Filtering the intake --
Our input is again 10S, 2N.
(Accurate) perceptual intake takes in 10S, 2N.
Then acquisitional intake could be the subset 7S, 1N.
So okay, I think I get it -- filtering the input gets you a cleaner signal while filtering the intake gets you some subset (cleaner or not, but certainly more focused).
(2) Using English L1 and L2 data in place of ASL: Clever standin! I was wondering what they would do for an ASL corpus. But this highlights how to focus on the relevant aspects for modeling. Here, it’s more important to get the same kind of unpredictable variation in use than it is to get ASL data.
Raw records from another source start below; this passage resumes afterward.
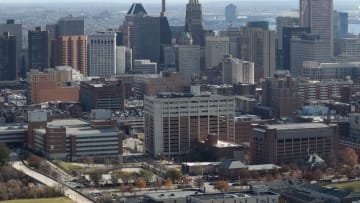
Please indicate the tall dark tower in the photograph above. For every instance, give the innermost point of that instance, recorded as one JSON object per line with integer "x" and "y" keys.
{"x": 194, "y": 22}
{"x": 39, "y": 49}
{"x": 8, "y": 58}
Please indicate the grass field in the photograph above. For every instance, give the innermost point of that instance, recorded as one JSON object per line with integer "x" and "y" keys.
{"x": 354, "y": 186}
{"x": 51, "y": 200}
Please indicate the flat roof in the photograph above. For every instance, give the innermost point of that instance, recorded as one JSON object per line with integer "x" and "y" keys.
{"x": 76, "y": 127}
{"x": 170, "y": 195}
{"x": 293, "y": 126}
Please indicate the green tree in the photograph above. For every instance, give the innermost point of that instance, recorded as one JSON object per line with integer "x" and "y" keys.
{"x": 4, "y": 154}
{"x": 173, "y": 174}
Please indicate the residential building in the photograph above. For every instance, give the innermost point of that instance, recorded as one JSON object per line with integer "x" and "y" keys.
{"x": 194, "y": 22}
{"x": 15, "y": 29}
{"x": 71, "y": 51}
{"x": 236, "y": 71}
{"x": 144, "y": 66}
{"x": 102, "y": 94}
{"x": 280, "y": 93}
{"x": 39, "y": 49}
{"x": 287, "y": 143}
{"x": 52, "y": 85}
{"x": 215, "y": 49}
{"x": 175, "y": 121}
{"x": 145, "y": 34}
{"x": 230, "y": 13}
{"x": 102, "y": 54}
{"x": 258, "y": 46}
{"x": 8, "y": 58}
{"x": 74, "y": 140}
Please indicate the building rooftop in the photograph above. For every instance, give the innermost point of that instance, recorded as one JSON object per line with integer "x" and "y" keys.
{"x": 76, "y": 127}
{"x": 295, "y": 126}
{"x": 157, "y": 196}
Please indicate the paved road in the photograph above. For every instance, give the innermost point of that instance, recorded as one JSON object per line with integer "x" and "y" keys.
{"x": 50, "y": 182}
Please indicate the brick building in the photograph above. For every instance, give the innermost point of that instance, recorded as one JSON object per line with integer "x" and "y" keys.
{"x": 71, "y": 51}
{"x": 52, "y": 85}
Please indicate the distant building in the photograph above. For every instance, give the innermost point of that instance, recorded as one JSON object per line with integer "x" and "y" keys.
{"x": 280, "y": 93}
{"x": 215, "y": 49}
{"x": 237, "y": 71}
{"x": 75, "y": 140}
{"x": 8, "y": 59}
{"x": 331, "y": 71}
{"x": 69, "y": 26}
{"x": 39, "y": 49}
{"x": 194, "y": 22}
{"x": 166, "y": 82}
{"x": 230, "y": 13}
{"x": 260, "y": 194}
{"x": 172, "y": 125}
{"x": 71, "y": 51}
{"x": 102, "y": 95}
{"x": 145, "y": 34}
{"x": 286, "y": 143}
{"x": 15, "y": 29}
{"x": 258, "y": 46}
{"x": 52, "y": 85}
{"x": 341, "y": 24}
{"x": 144, "y": 66}
{"x": 102, "y": 45}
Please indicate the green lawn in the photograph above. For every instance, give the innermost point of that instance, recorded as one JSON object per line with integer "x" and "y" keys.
{"x": 355, "y": 186}
{"x": 52, "y": 200}
{"x": 69, "y": 167}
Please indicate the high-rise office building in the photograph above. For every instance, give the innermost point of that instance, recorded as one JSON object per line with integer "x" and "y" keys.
{"x": 280, "y": 93}
{"x": 145, "y": 34}
{"x": 341, "y": 24}
{"x": 71, "y": 51}
{"x": 175, "y": 121}
{"x": 215, "y": 49}
{"x": 102, "y": 54}
{"x": 69, "y": 26}
{"x": 258, "y": 46}
{"x": 237, "y": 71}
{"x": 230, "y": 13}
{"x": 282, "y": 22}
{"x": 39, "y": 49}
{"x": 8, "y": 57}
{"x": 15, "y": 30}
{"x": 194, "y": 22}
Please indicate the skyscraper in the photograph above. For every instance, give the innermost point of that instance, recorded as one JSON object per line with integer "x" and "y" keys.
{"x": 145, "y": 34}
{"x": 71, "y": 51}
{"x": 194, "y": 22}
{"x": 15, "y": 30}
{"x": 7, "y": 57}
{"x": 102, "y": 54}
{"x": 215, "y": 49}
{"x": 39, "y": 49}
{"x": 318, "y": 15}
{"x": 258, "y": 46}
{"x": 70, "y": 25}
{"x": 230, "y": 13}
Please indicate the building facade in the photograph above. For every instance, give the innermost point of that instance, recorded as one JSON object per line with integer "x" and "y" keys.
{"x": 175, "y": 121}
{"x": 71, "y": 51}
{"x": 288, "y": 143}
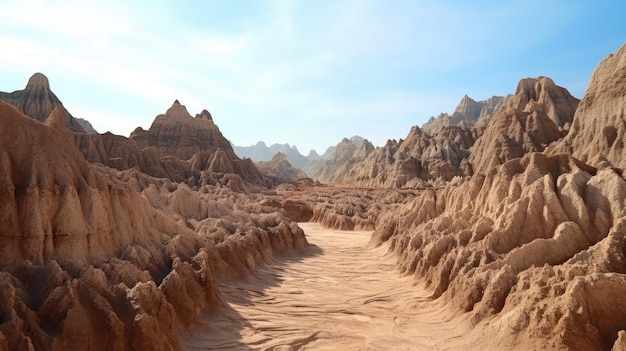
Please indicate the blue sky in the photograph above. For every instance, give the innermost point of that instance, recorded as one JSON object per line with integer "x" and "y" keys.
{"x": 300, "y": 72}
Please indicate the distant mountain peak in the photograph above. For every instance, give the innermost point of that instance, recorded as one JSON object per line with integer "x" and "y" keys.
{"x": 177, "y": 110}
{"x": 38, "y": 81}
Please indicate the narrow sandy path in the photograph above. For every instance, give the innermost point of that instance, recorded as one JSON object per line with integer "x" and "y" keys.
{"x": 338, "y": 296}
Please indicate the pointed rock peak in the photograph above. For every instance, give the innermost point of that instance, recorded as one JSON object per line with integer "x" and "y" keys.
{"x": 59, "y": 118}
{"x": 177, "y": 111}
{"x": 279, "y": 156}
{"x": 38, "y": 81}
{"x": 532, "y": 87}
{"x": 205, "y": 114}
{"x": 467, "y": 98}
{"x": 415, "y": 130}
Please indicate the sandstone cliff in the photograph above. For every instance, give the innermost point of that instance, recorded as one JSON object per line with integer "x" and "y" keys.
{"x": 598, "y": 132}
{"x": 37, "y": 101}
{"x": 410, "y": 162}
{"x": 280, "y": 167}
{"x": 531, "y": 119}
{"x": 98, "y": 259}
{"x": 178, "y": 134}
{"x": 177, "y": 147}
{"x": 345, "y": 155}
{"x": 531, "y": 247}
{"x": 467, "y": 113}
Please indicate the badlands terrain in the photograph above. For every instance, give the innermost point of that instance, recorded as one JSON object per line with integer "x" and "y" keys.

(3) Model explanations: I really appreciate the effort here to give the intuitions behind the model pieces. I wonder if it might have been more effective to have a plate diagram, and walk through the high-level explanation for each piece, and then the specifics with the model variables. As it was, I think I was able to follow what was going on in this high-level description because I’m familiar with this type of model already, but I don’t know if that would be true for people who aren’t as familiar. (For example, the bit about considering every partition is a high-level way of talking about Gibbs sampling, as they describe in section 4.2.)
(4) Model priors: If the prior over determiner class is 1/7, then it sounds like the model already knows there are 7 classes of determiner. Similar to a comment raised about the reading last time, why not infer the number of determiner classes, rather than knowing there are 7 already?
(5) Corpus preprocessing: Interesting step of “downsampling” the counts from the corpora by taking the log. This effectively squishes probability differences down, I think. I wonder why they did this, instead of just using the normalized frequencies? They say this was to compensate for the skewed distribution of frequent determiners like the...but I don’t think I understand why that’s a problem. What does it matter if you have a lot of the, as long as you have enough of the other determiners too? They have the minimum cutoff of 500 instances after all.
(6) Figure 1: It looks like the results from the non-native corpus with the noise filter recover the rates of sg, pl, and mass noun combination pretty well (compared against the gold standard). But the noise filter over the native corpus skews a bit towards allowing more noun types with more classes than the gold standard (e.g., more determiners allowing 3 noun types). Side note: I like this evaluation metric a little better than inferring fixed determiner classes, because individual determiner behavior (how many noun classes it allows) can be counted more directly. We don’t need to worry about whether we have the right determiner classes or not.
(7) Evaluation metrics: Related to the previous thought, maybe a more direct evaluation metric is to just compare allowed vs. disallowed noun vectors for each individual determiner? Then the class assignment becomes a means to that end, rather than being the evaluation metric itself. This may help deal with the issue of capturing the variability in the native input that shows up in simulation 2.
(8) L1 vs. L2 input results: The model learns there’s less noise in the native input case, and filters less; this leads to capturing more variability in the determiners. S&al2020 don’t seem happy about this, but is this so bad? If there’s true variability in native speaker grammars, then there’s variability.
In the discussion, S&al2020 say that the behavior they wanted was the same for both native and non-native input, since Simon learned the same as native ASL speakers. So that’s why they’re not okay with the native input results. But I’m trying to imagine how the noisy channel input model they designed could possibly give the same results when the input has different amounts of variability -- by nature, it would filter out less input when there seems to be more regularity in the input to begin with (i.e., the native input). I guess it was possible that just the right amount of the input would be filtered out in each case to lead to exactly the same classification results? And then that didn’t happen.